Credit insurance is protection provided by an insurance party to a commercial bank / financial financing institution for the risk of the debtor’s failure to pay off loans or loans provided by commercial banks / financial financing institutions.

Credit Criteria Guaranteed Credit Insurance

Credit criteria that can be guaranteed in credit insurance are as follows:

  1. Loans are based on healthy, reasonable and generally accepted credit norms
  2. In accordance with the Manual for Granting Credit from SE Bank Indonesia
  3. The debtor has a business license that is determined by the authorized party and does not conflict with applicable law.
  4. The debtor is not in the process of bankruptcy or has been declared bankrupt .
  5. Debtors do not have credit arrears classified as doubtful credit quality.

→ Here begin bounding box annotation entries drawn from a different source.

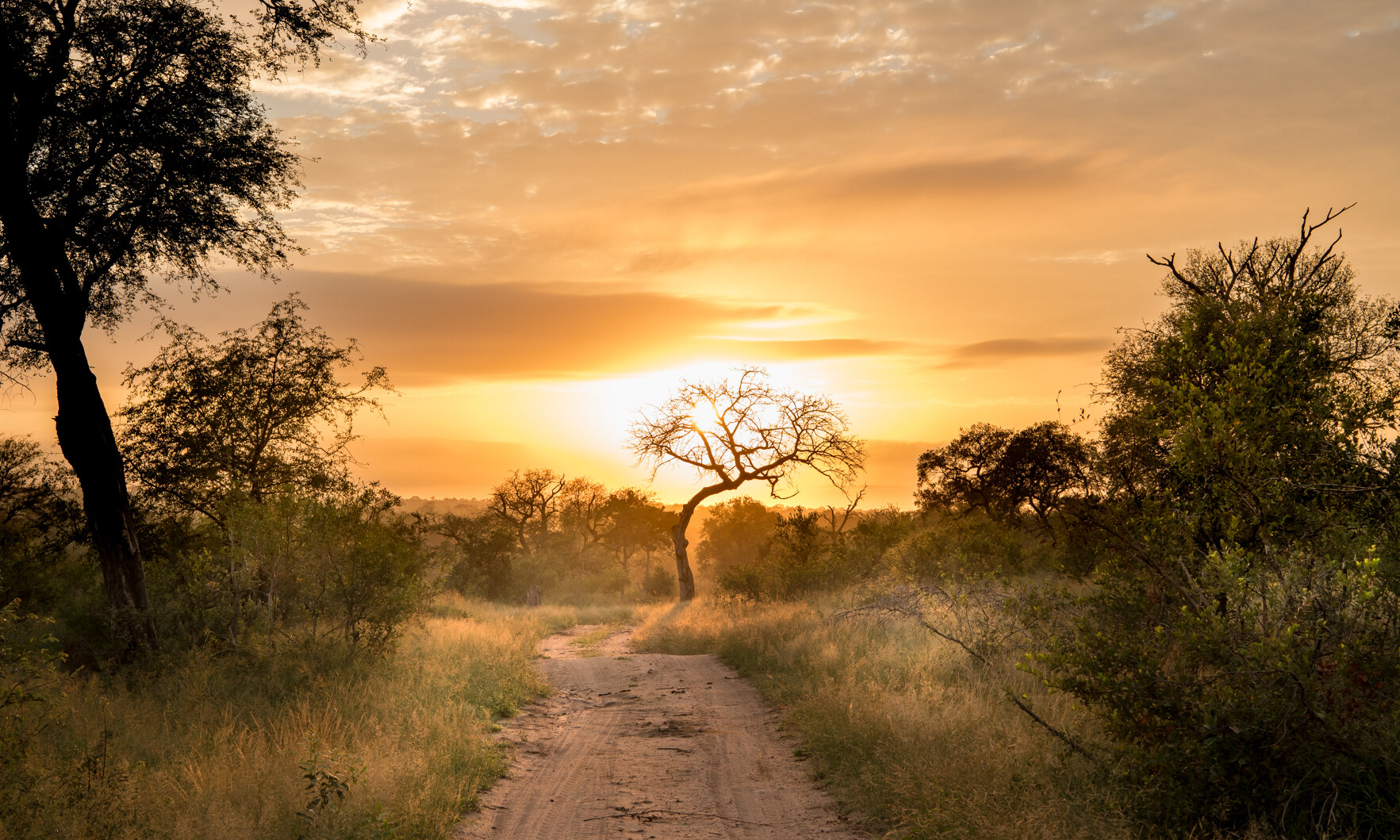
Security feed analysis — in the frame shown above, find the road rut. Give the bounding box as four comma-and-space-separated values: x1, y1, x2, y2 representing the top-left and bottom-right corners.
458, 626, 862, 840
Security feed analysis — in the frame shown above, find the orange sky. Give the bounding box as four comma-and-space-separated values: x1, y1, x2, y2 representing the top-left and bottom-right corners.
6, 0, 1400, 505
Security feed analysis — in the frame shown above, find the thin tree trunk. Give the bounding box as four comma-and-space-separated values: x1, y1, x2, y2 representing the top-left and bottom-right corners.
670, 515, 696, 600
46, 336, 155, 646
0, 190, 155, 646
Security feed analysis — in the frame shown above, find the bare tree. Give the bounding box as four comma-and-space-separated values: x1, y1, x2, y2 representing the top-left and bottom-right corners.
0, 0, 370, 644
628, 366, 865, 600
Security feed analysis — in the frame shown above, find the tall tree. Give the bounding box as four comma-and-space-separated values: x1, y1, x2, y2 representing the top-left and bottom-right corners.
487, 469, 569, 554
0, 0, 364, 641
628, 366, 865, 600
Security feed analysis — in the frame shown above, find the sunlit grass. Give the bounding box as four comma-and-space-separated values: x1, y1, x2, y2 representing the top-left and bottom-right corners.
0, 598, 628, 840
635, 600, 1133, 840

Risk Guaranteed and Unsecured Credit Insurance

Risk Guaranteed Credit Insurance

  1. The debtor does not repay the credit when the credit concerned has matured with the provisions that the debtor’s business is no longer running.
  2. The debtor is stated as being unable to pay the debt (insolvent) and for that reason must fulfill one of the following matters:
  • The debtor is declared bankrupt by the competent District Court
  • The debtor is subject to liquidation based on the decision of the competent court and for this purpose a liquidator has been appointed.
  • Debtor, as long as not a Legal Entity is placed under forgiveness.
  1. Debtor escapes / disappears / no longer exists.
  2. A credit withdrawal occurs before the credit period ends, specifically for loans with a period of more than two years, provided that the credit withdrawal meets one of the following conditions:
  • Intended to prevent or reduce the occurrence of greater losses if the credit is continued.
  • Caused by a discrepancy or deviation by the debtor on the provisions in the credit agreement.
  1. Other risks agreed between the insured and the guarantor as set forth in the Cooperation Agreement or Joint Agreement.

 

Unsecured Risk Credit Insurance

  1. Nuclear reactions, radioactive touches, radiation and atomic nuclei reactions that directly or indirectly affect and result in debtor business failures regardless of how and where they occur.
  2. Losses suffered by the debtor caused by the risks that must be covered the insurance coverage in the loss insurance with a full or minimum value equal to the principal credit.
  3. One political risk occurs that directly or indirectly influences and results in the debtor’s business failure to pay off his credit.
  4. Legal actions taken by the Government against the debtor and or business of the debtor which directly or indirectly affect and result in the debtor of the bank being unable to repay the credit.
  5. Natural disasters.
  6. Errors / omissions made by banks / financial financing institutions.